The characters in this story belong to Alliance and no copyright enfringement is intended.
Rated: G, Holiday, Turnbull warning.
Warning: Some anti American sentiments are expressed. Note: Smarties are candy, rather like M&M's, only smaller and tastier.
It was very quiet at the Consulate. Turnbull stood like a statue, not even sweating despite the heat and bright sunshine. His expression was properly Mountie-like, stern and a little wooden.
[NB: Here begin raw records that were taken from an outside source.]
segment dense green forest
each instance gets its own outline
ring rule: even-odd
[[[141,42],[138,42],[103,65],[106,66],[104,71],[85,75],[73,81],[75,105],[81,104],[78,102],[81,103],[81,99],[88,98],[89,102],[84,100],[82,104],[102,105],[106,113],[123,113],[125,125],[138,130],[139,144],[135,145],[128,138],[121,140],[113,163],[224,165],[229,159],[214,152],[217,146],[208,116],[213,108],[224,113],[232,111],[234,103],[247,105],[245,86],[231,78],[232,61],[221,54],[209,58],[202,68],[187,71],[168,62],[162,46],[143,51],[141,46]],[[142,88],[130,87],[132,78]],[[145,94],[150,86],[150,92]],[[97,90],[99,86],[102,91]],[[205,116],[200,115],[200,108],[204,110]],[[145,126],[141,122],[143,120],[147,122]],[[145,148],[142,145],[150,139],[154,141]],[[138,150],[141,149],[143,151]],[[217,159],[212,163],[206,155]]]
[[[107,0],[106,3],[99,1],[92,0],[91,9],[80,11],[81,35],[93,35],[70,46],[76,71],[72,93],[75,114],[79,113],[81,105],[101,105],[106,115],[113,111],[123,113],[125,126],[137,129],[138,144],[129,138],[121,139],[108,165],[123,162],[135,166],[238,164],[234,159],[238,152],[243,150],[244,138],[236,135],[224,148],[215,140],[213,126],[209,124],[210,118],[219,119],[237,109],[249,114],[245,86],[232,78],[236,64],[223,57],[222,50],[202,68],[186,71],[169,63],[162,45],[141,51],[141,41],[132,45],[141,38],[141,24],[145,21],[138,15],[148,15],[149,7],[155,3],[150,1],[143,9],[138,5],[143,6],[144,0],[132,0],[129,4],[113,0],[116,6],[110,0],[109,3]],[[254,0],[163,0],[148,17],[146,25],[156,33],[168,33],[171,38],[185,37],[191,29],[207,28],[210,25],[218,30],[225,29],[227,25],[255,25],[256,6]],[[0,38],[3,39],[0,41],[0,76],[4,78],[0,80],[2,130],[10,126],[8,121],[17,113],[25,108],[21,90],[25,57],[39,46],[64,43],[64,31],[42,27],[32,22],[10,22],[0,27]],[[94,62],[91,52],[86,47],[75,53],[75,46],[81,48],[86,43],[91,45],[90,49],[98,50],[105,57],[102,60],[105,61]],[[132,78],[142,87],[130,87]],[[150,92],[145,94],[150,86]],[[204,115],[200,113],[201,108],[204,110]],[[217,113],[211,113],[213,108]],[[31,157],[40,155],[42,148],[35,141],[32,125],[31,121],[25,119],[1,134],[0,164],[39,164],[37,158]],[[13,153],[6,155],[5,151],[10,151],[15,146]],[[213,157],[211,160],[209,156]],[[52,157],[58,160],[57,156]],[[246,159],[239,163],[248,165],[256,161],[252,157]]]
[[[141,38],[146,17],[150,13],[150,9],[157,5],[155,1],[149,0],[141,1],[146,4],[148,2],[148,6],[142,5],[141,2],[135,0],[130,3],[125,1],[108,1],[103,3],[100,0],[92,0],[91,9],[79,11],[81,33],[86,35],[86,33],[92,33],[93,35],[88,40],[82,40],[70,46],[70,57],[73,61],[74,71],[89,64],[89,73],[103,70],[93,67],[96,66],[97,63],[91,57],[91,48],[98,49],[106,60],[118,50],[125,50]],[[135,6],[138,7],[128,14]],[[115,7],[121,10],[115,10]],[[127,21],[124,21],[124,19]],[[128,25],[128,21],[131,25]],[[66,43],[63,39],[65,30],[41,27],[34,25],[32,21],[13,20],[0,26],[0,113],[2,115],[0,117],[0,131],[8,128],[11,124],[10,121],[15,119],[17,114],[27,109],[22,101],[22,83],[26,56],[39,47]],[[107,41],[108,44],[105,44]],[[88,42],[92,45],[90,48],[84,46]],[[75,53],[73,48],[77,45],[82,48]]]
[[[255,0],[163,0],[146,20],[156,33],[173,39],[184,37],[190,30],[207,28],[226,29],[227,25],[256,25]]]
The red serge was perfect and his stance was perfect. Nothing in either the uniform or in the body language of the person in it to indicate the seething emotions inside.
July 1. Canada Day. And nobody in this stupid, insular, uneducated, uncaring city cared. It was agony for him, to stand at attention, just as if this was any other day, knowing that three days hence, the city would explode in patriotic fervour. But didn't anyone realise that today was the national holiday for their neighbour to the north? Did any of them even realise that their neighbour to the north existed? Or that it was a country of its own, with every bit as much pride as this one?
He reflected in a brief moment of logic that he was being entirely unreasonable. This WAS the United States of America, after all. They had a right to be ignorant and insular if they wanted to. No, that wasn't fair. He had no real reason to be angry that foreigners wouldn't celebrate his country's holiday.
Except that the anger kept the homesickness at bay. For a moment, his stance faltered.
Unlike Constable Fraser, he hadn't been snatched from the wilds of the Northwest Territories where there was nothing but snow and cold. Unlike Constable Cooper, he wasn't a Prairie boy, used to miles of farmland. He was a city boy, born and bred in Ottawa. People might laugh at Ottawa and call it the most boring place in the world, but they were wrong. It was different from Chicago, but not boring.
Ottawa had galleries and museums and theatres and dance bars and world class shops and all sorts of things that you'd find in any American city. It did not have the dirt, filth, squalor or crime that Chicago faced every day. No, that was unfair - Ottawa did have its problems, just not on the same scale.
Ottawa would be celebrating Canada Day today. The streets from Sussex to Bank and Albert to Wellington would be closed to traffic, leaving the Hill open for the hundred thousand or more people who crowded to celebrate. At noon everywhere, people would stand up on buses and in cafes and on the streets to sing "Oh, Canada" and listen to the majestic carillon and bells toll out the hour.
He could almost smell the grease from the dozens of chip wagons and the spices of sausages barbequing. He could see the kids laughing and running away from anxious parents, all with maple leaves drawn in red on their faces.
He could hear the speech from the Prime Minister, in his idiosyncratic, fractured English and his equally idiosycratic French. And feel the passionate pride that always eminated from the man whenever he spoke about Canada.
He could hear the cheers and see the hundreds of flags waving. He could see the Snowbirds flying by and the concerts of Canadian artists, most of whom he'd never heard of.
Most of all, he could feel the grass under his feet as darkness fell and the fireworks started. The jokes, the drunken cheers, the impatience in waiting for the first bursts of colour in the sky over the Ottawa River.
Most of the year, Canadians went about their business, quietly smug in their knowledge that Canada was the best place in the world to live - the UN acknowldged that fact for the last four years. There was only one day in the year when Canada exploded into intense patriotic pride, leaving behind the reticence and restraint that so characterised the country, and that was today. And he was standing here, in front of a closed office, alone and feeling very, very homesick.
A few minutes more and he could go change out of the uniform and seek out the one or two places were homesick Canadians foregathered to cheer for their country. He almost sighed as a very familiar car pulled up to the curb. A green Riviera, driven by the Chicago cop who terrified him with his explosive temper.
The cop wasn't with Constable Fraser, which puzzled him. Why would he be here without Fraser?
"Hey, Turnbull." Ray greeted the Mountie statue. He was
used to talking to statues, so he didn't bother to wait for an acknowledgement. "Since you got stuck with standing out here today, I brought you a few things. I taped the Canada Day celebrations from Ottawa off cable. I thought you might want to see it." Ray pulled out a videotape, a package of sparklers, a small cake with a Canadian flag in icing and, to top it all off, a box of Smarties.
"It isn't much, but it beats not celebrating at all, right?" Ray set the stuff on the top step behind Turnbull. "And if you feel like it, c'mon over to my place about seven thirty. Fraser's feeling kinda low about being away from home, too, so we're having a Canada Day dinner. All Canadian dishes, although I drew the line on carabou."
With a jaunty semi salute, Ray jumped into his car and drove away, just in time to avoid seeing a grown Mountie sniffle. Turnbull glanced around to make sure no one was watching, then pulled out his handkerchief and blew his nose.
America has to be the nicest place in the world - next to Canada - he thought. He resumed his stance, but not before snatching up the box of Smarties and slippng a few into his mouth. The last few minutes of his shift were sweetened by the candy, but also by the warmth in his homesick heart.